Thats not to say that things might change years in the future. But for now, the house will be mine and built on my land. This is the bit I was looking for info on - so it appears that I still have to go to the solicitor and sign for ownership of this land. And I have just learnt that if its less than an acre then I might avoid any tax, with only solicitor fees to pay.

Thanks for all the info folks, I think we can put this one to bed.


----------



## Pope John 11 (29 Jan 2010)

Kool said:


> But for now, the house will be mine and built on my land.


 
Its my field, I cleared out every rock with my bear hands.......not even the yank will get hold of this field.....not quoted directly, The Field, John B. keane


----------



## onq (29 Jan 2010)

Kool said:


> My situation seems to be baffling a few !
> 
> Basically if I was to build on this site then I would be on the family farm, and in very close proximity to all my siblings who have also build on our farm land.

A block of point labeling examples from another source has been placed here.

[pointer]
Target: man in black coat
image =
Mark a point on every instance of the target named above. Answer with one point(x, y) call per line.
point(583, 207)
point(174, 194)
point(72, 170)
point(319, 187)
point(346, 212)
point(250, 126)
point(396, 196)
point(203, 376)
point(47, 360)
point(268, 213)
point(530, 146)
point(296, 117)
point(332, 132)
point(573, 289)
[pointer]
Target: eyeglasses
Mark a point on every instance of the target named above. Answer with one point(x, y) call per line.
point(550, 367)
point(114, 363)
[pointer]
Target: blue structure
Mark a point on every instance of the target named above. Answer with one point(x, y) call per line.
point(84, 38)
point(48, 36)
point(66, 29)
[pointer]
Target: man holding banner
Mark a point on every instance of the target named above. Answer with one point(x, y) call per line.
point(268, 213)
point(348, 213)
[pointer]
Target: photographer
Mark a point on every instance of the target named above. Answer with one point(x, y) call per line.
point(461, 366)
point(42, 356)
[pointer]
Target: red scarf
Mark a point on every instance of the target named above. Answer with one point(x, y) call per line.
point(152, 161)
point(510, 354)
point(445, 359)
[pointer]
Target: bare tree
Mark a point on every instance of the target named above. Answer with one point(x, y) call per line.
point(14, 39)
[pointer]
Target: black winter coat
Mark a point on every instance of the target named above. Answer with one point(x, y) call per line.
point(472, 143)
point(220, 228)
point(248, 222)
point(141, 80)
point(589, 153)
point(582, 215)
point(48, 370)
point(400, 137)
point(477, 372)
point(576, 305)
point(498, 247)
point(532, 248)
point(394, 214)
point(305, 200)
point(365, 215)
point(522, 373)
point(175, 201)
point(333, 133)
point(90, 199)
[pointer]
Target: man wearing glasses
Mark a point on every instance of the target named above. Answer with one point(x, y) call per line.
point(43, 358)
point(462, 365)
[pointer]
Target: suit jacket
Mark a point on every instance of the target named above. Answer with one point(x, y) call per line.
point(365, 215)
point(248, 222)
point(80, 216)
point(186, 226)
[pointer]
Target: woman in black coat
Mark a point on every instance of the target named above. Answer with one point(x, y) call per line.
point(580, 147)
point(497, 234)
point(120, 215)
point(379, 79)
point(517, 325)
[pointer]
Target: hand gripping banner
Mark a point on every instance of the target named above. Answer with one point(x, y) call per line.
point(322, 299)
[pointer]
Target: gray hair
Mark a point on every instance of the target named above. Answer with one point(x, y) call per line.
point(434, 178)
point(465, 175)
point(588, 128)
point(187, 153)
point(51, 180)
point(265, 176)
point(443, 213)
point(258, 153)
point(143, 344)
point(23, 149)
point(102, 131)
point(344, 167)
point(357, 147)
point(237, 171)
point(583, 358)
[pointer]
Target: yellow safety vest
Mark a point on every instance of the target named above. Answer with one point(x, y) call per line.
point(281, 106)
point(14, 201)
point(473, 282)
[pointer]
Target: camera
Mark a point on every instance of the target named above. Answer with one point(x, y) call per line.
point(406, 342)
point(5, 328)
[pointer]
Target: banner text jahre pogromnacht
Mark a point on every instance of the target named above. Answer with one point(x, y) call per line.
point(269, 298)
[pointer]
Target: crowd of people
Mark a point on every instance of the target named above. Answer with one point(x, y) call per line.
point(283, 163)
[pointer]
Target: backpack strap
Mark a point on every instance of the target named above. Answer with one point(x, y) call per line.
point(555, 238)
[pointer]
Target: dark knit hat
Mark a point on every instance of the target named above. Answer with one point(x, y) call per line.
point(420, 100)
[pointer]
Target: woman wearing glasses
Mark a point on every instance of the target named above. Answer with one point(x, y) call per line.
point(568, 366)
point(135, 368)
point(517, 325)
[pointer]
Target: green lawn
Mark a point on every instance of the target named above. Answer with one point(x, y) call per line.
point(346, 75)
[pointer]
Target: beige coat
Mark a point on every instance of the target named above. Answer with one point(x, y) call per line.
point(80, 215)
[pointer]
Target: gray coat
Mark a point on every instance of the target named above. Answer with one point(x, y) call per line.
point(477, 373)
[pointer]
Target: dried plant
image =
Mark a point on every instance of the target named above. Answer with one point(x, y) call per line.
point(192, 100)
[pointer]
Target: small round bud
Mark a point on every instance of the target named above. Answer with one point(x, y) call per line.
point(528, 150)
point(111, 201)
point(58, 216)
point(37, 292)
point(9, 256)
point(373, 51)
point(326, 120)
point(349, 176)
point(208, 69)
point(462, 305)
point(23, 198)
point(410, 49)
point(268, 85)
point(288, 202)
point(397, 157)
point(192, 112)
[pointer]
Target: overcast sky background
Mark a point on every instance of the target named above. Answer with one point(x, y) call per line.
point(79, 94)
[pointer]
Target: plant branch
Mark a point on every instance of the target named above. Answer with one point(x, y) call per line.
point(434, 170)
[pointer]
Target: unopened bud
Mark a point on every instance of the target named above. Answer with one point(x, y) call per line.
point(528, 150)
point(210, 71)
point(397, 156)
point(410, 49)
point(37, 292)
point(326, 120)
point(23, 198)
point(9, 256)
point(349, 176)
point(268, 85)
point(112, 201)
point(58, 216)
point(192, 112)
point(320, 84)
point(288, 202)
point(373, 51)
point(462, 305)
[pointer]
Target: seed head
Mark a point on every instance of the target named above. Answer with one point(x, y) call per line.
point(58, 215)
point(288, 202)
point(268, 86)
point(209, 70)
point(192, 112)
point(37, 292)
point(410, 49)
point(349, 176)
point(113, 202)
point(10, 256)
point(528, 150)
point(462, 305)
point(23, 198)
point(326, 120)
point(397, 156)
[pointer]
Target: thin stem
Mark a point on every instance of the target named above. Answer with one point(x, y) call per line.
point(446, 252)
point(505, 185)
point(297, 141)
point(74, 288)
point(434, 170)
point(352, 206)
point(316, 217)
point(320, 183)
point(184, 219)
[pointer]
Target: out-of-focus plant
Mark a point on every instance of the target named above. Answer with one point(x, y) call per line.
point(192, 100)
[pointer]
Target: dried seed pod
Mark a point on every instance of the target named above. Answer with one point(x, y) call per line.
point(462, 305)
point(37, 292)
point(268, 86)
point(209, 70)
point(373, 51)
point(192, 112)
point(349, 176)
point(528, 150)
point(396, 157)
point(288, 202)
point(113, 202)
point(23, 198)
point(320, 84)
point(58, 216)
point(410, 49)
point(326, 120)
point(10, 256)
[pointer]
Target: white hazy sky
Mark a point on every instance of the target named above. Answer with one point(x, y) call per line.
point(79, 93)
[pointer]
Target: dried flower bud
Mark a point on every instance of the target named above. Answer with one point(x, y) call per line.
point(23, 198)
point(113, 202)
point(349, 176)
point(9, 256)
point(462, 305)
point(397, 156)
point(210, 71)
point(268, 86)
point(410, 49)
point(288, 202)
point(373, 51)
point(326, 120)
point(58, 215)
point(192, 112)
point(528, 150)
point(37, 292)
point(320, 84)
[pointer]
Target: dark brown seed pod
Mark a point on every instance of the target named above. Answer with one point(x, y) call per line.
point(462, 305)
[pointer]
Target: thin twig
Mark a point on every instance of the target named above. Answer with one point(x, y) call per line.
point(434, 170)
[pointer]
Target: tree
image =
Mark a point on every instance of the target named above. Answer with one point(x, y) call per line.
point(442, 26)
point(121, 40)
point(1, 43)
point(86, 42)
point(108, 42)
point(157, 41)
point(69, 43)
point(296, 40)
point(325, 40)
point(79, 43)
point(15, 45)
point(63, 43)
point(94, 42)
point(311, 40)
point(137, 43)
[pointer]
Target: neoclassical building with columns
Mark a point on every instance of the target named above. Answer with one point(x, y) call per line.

Is this one of these ribbon developments we used see all over the place as small holdings got changed into smaller family house plots all along a road? I thought they had been outlawed or something...

The trouble with such unstructured family groupings is that in-laws can become out-laws at the drop of a hat, Then you might wish to sell. As for who you're going to sell it to, you're selling it to the market. If you're not I think its called a "donation"...

Its your money.



ONQ.


----------